In retrospect, the signs pointing towards Mlada Fronta’s transformation can perhaps be identified. 2016’s Outrun was as straightforward a take on synthwave at a time when the genre was still sometimes being called, well, outrun, a move that seemed at odds with Rémy Pelleschi’s longstanding history with rhythmic noise, breaks, and other more confrontational styles. But perhaps the seed of Outrun and new LP No Trespassing was sown with 2014’s excellent Polygon and Night Run releases, which saw him working with bright and melodic electro material, often with some throwback appeal. Regardless of its origin, Pelleschi is doubling down on his synthwave turn with a down the pipe example of the style in No Trespassing.
On No Trespassing the cars and racing aesthetic of Outrun has been swapped for the vintage horror style which plenty of synthwave artists have been mining of late, and at times that look is borne out by the album’s sounds. Dense and distorted barrages of noise punctuate opener “Deathdreams” while high-speed arpeggios replicate classic Carpenter themes being fastforwarded. Later, other tracks seem like conscious homages to the likes of Goblin, with eerie organ patches weaving their way through the thumping cores which keep No Trespassing moving along at a fair clip.
Even taking those horror flourishes into account, No Trespassing stays very much within the boundaries of the increasingly familiar template of synthwave which is still adorning video game soundtracks and converting metalheads. That Pelleschi has been able to adapt to that template is perhaps interesting from a formalist perspective, but it’s somewhat disheartening when one takes into account just how much innovation he accomplished in his earlier work. It’s not just that No Trespassing starts to feel rote midway through (towards the end “The Night Hunter” finally allows some more expressive – and less consciously dark or heavy – melodies to steal the spotlight away from No Trespassing‘s otherwise hammering and overt beats) – it’s that there isn’t much to distinguish it from records being cranked out by GosT and kin, and that anonymity feels more disappointing from someone with Pelleschi’s pedigree.

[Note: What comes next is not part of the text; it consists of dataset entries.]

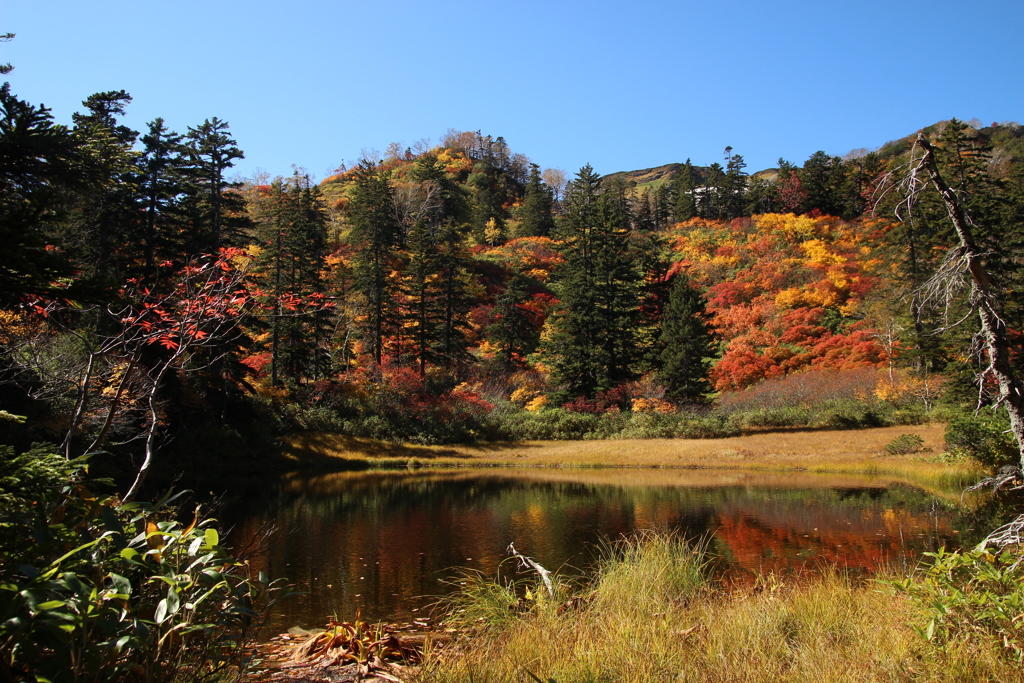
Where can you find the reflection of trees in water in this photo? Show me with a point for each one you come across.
(380, 539)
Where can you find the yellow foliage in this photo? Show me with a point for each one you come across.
(14, 325)
(818, 254)
(493, 232)
(537, 403)
(652, 406)
(523, 395)
(902, 386)
(788, 224)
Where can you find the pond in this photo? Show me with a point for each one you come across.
(388, 544)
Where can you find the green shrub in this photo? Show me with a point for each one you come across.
(708, 427)
(100, 591)
(903, 444)
(984, 437)
(971, 592)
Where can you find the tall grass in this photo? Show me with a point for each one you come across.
(652, 614)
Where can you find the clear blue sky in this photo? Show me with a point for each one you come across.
(619, 85)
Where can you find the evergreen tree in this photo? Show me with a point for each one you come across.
(822, 178)
(293, 235)
(216, 206)
(687, 344)
(40, 164)
(375, 230)
(97, 229)
(711, 195)
(536, 217)
(733, 185)
(684, 193)
(453, 278)
(762, 197)
(425, 316)
(593, 341)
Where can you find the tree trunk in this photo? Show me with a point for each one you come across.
(993, 329)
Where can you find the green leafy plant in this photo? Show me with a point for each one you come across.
(970, 593)
(113, 592)
(984, 437)
(903, 444)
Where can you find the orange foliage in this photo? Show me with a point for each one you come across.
(782, 291)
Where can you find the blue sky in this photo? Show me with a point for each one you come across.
(621, 86)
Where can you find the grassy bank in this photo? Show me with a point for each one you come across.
(650, 614)
(860, 452)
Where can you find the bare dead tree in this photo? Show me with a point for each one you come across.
(963, 270)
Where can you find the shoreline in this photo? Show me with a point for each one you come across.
(837, 452)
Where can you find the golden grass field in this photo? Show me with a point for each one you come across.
(852, 452)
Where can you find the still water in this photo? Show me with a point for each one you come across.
(388, 543)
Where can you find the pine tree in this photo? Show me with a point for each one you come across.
(733, 185)
(375, 230)
(218, 217)
(97, 229)
(41, 163)
(684, 191)
(592, 342)
(687, 344)
(536, 217)
(161, 177)
(292, 230)
(424, 317)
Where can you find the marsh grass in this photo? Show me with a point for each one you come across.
(651, 613)
(859, 452)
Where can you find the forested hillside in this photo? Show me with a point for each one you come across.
(460, 292)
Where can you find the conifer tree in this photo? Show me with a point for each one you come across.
(293, 235)
(424, 318)
(375, 230)
(593, 341)
(684, 185)
(513, 332)
(218, 218)
(536, 217)
(97, 228)
(161, 178)
(687, 344)
(733, 185)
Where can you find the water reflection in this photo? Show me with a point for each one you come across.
(385, 542)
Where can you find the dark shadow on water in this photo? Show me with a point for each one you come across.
(323, 450)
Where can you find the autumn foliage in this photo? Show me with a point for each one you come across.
(783, 293)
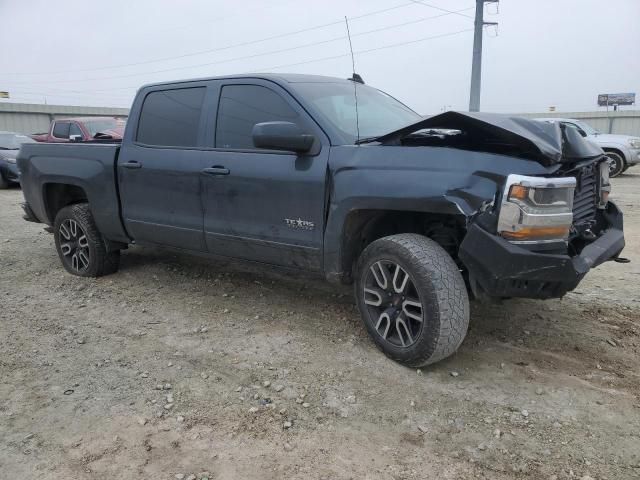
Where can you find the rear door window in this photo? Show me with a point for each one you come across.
(171, 118)
(241, 107)
(61, 129)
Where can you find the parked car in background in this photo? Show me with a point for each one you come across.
(82, 130)
(283, 170)
(9, 146)
(623, 150)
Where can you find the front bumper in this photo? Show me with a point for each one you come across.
(9, 171)
(502, 269)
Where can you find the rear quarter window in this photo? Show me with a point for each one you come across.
(61, 129)
(171, 117)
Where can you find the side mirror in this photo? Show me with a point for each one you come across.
(281, 136)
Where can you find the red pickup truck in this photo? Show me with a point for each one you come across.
(82, 129)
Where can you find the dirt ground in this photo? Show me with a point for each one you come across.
(183, 367)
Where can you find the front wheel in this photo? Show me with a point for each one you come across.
(412, 299)
(617, 164)
(80, 245)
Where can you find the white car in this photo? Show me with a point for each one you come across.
(623, 150)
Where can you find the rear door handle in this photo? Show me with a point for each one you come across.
(132, 164)
(217, 170)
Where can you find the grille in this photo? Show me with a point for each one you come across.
(585, 198)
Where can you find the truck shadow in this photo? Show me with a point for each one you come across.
(521, 332)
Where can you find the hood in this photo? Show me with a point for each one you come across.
(546, 143)
(602, 138)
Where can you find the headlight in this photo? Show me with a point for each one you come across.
(634, 142)
(536, 209)
(605, 185)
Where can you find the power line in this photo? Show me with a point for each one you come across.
(420, 2)
(245, 57)
(314, 60)
(361, 52)
(218, 49)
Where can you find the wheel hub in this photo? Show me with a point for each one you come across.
(393, 304)
(74, 245)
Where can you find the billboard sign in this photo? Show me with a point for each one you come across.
(606, 99)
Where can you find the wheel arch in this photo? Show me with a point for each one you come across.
(56, 196)
(363, 226)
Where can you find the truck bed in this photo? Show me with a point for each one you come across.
(88, 168)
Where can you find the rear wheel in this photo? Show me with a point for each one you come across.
(80, 245)
(617, 164)
(412, 299)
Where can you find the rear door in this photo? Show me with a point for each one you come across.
(159, 169)
(262, 205)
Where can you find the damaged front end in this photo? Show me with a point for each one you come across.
(541, 234)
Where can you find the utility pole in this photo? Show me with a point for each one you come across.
(476, 65)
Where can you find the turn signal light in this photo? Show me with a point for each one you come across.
(537, 233)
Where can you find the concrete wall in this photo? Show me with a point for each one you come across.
(33, 118)
(625, 122)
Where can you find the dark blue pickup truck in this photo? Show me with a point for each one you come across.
(336, 177)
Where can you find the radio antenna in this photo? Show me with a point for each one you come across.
(355, 78)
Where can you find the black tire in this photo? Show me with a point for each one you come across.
(434, 278)
(618, 165)
(82, 249)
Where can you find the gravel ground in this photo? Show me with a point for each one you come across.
(184, 367)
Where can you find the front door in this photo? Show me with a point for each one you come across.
(160, 171)
(262, 205)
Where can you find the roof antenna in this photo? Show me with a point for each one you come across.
(355, 79)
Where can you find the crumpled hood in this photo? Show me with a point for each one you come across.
(603, 138)
(546, 143)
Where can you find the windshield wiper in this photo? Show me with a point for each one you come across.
(367, 140)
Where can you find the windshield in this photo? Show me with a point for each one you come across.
(378, 113)
(12, 141)
(102, 126)
(589, 130)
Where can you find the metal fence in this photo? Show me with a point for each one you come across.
(624, 122)
(34, 118)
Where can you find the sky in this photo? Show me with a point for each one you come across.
(543, 53)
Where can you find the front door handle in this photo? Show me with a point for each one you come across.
(132, 164)
(217, 170)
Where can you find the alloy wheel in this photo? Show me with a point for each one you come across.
(393, 303)
(74, 245)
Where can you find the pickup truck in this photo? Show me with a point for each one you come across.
(82, 129)
(338, 178)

Polygon showed that Pelleschi was able to pick up on contemporary trends and the retro reclaiming of earlier ones. His existing interests were blended with those new elements in a way which showed a tremendous amount of personality. While I’d hesitate to characterize his shift to synthwave as being opportunistic, it has come at the cost of his idiosyncrasies. No Trespassing is pleasant enough and easy to listen to, but I can’t help feeling as though we’re missing out on something more.